With my collaborators, I am increasingly performing qualitative research. I find qualitative research projects a useful way to improve my understanding of behaviors that I want to explore with other methods in the future. For example, some years ago I performed qualitative interviews with researchers who believed their own research had no value whatsoever. Although I did not intend to publish these interviews, they provided important insights for other projects that I am engaged in now. I was involved in qualitative research on the assessment process of interdisciplinary research (Schölvinck et al., 2024), and we performed interviews to understand how researchers interpret a questionnaire we were developing that measures personal values in science (Kis et al., 2025). Together with Anna van ‘Veer I supervised Julia Weschenfelder who interviewed scientists on what they believed the value of their research was, and I have hired Julia as a PhD as part of a large project on the meaningful interpretation of effect sizes. She is planning interviews with researchers about what determined the maximum sample size they are willing to collect (if you want to be interviewed about this, reach out!). With Sajedeh Rasti, who is completing her PhD in my lab, we have spent the last 2 years interviewing people who played important roles in the creation of large-scale coordinated research projects in science.
As a supervisor, I am always very actively involved in research projects, and I joined as many of the (extremely interesting) interviews Sajedeh performed, and I listened to the audio recordings of all interviews that Julia performed to give my interpretation of what the scientists discussed when interviewed. Yet it never occurred to me to independently perform the thematic analysis for these interviews, and compare the themes we derived. I became aware of this peculiarity after reading a great qualitative paper analyzing open questions in a study on questionable research practices (Makel et al., 2025). In this paper, two teams independently analyze themes in the same set of open questions. They largely find the same themes, and conclude: “our two independent analysis teams reported themes that were generally similar or overlapping, suggesting a robustness of the findings. We believe this suggests that independent qualitative analyst teams with similar positionality can use unique analytic paths and reach largely similar destinations. This contributes to the ongoing conversation within the qualitative research community about whether reproducibility and replicability are relevant or possible in qualitative research”.

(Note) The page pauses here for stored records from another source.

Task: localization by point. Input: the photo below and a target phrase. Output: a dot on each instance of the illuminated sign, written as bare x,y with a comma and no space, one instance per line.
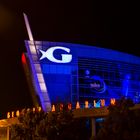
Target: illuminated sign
97,84
49,54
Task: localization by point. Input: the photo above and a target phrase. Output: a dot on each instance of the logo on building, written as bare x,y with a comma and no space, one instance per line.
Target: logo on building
97,84
49,54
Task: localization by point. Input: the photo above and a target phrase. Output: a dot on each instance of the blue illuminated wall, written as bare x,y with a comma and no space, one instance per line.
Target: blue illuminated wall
92,73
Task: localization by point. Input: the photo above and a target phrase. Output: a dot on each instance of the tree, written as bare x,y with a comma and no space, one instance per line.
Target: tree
58,125
122,123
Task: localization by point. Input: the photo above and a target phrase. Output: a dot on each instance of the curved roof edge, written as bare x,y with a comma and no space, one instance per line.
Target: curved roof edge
95,52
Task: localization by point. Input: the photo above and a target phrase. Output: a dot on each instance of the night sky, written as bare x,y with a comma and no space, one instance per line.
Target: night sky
106,24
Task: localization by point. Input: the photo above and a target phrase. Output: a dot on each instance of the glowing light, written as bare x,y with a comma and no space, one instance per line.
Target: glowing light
8,115
69,106
66,58
77,105
53,108
12,114
17,113
102,101
113,101
23,58
86,104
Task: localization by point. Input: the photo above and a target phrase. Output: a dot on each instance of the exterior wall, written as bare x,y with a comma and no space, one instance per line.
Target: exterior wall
92,74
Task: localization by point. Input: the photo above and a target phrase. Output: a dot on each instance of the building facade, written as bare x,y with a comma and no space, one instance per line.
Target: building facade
67,73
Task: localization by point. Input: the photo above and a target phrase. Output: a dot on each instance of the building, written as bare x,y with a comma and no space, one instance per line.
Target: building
67,73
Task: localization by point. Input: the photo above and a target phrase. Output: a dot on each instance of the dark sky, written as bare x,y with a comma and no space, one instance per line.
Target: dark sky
105,24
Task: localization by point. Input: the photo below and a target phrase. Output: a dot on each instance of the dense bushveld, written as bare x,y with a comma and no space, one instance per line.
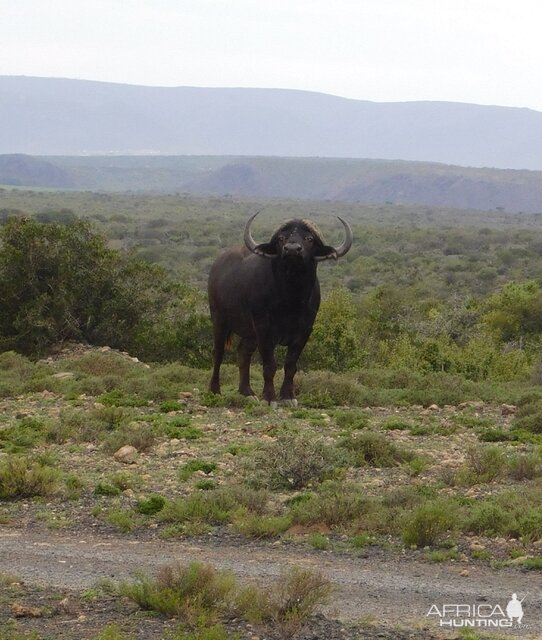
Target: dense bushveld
429,308
426,291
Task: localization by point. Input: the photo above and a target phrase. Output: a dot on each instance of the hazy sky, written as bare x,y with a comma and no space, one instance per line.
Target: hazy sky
481,51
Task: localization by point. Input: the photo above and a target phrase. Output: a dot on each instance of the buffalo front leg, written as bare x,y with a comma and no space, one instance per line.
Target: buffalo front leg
290,368
246,348
220,335
266,347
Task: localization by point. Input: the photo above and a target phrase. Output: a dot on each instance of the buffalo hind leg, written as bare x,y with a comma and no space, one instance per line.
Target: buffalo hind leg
221,334
246,348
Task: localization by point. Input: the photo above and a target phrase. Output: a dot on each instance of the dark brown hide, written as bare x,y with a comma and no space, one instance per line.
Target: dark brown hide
268,294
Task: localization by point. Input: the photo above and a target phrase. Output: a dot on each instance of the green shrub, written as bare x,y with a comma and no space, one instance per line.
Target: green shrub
374,449
523,466
352,419
61,281
22,478
151,505
137,434
319,541
193,592
293,461
334,504
489,519
171,405
196,465
399,424
485,463
255,525
25,434
428,523
106,489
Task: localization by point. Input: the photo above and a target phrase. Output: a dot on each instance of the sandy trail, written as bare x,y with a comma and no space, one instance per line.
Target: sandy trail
386,587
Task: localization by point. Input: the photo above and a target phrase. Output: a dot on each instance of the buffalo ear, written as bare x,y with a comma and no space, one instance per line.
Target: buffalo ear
267,249
325,253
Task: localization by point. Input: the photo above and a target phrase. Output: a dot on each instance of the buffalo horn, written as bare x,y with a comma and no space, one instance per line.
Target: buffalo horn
344,248
250,243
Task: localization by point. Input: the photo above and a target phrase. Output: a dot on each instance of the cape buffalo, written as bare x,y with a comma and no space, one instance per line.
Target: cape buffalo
269,294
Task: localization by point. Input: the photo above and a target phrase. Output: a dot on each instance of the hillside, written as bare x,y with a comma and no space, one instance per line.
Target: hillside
316,179
48,116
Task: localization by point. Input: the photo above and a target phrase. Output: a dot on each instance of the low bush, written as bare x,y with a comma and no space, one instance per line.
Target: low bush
374,449
22,478
23,435
429,522
194,593
195,465
255,525
293,461
334,504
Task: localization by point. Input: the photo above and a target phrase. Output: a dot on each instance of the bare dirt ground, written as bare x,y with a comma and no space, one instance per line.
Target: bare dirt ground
55,550
383,587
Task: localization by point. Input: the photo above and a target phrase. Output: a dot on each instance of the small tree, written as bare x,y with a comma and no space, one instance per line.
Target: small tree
335,343
61,281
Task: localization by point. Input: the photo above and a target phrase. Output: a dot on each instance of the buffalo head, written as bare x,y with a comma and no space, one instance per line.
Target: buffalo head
299,239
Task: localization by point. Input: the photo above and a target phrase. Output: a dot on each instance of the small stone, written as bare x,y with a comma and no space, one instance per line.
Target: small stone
21,611
126,454
508,409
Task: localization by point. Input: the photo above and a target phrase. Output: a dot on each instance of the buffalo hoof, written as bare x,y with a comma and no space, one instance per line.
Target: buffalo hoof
289,402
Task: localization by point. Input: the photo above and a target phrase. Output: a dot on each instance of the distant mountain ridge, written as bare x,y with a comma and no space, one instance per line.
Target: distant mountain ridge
48,116
333,179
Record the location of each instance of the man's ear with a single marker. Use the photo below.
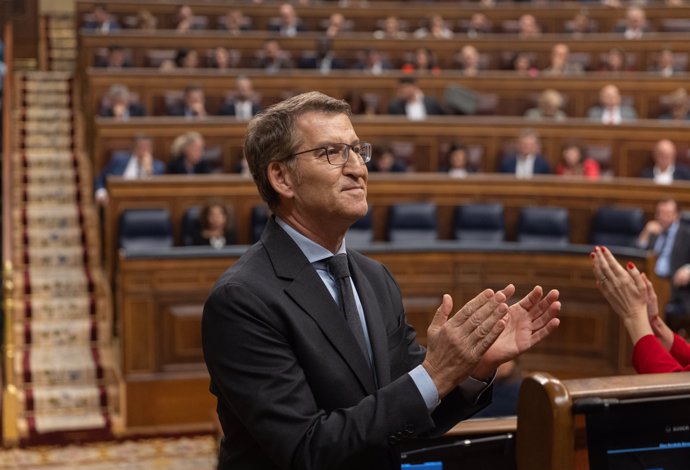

Research on inter-rater reliability of thematic coding
I looked
into the literature to search for papers similar to Makel et al., 2025, where
the same qualitative data is analyzed by multiple coders to examine how reproducible
the themes are that are identified in the data. There are many more papers than
the few I will list here, and someone should write a paper summarizing this
literature. But this is a Sunday morning blog post, and not a systematic
review, so I will just present some papers that I found interesting.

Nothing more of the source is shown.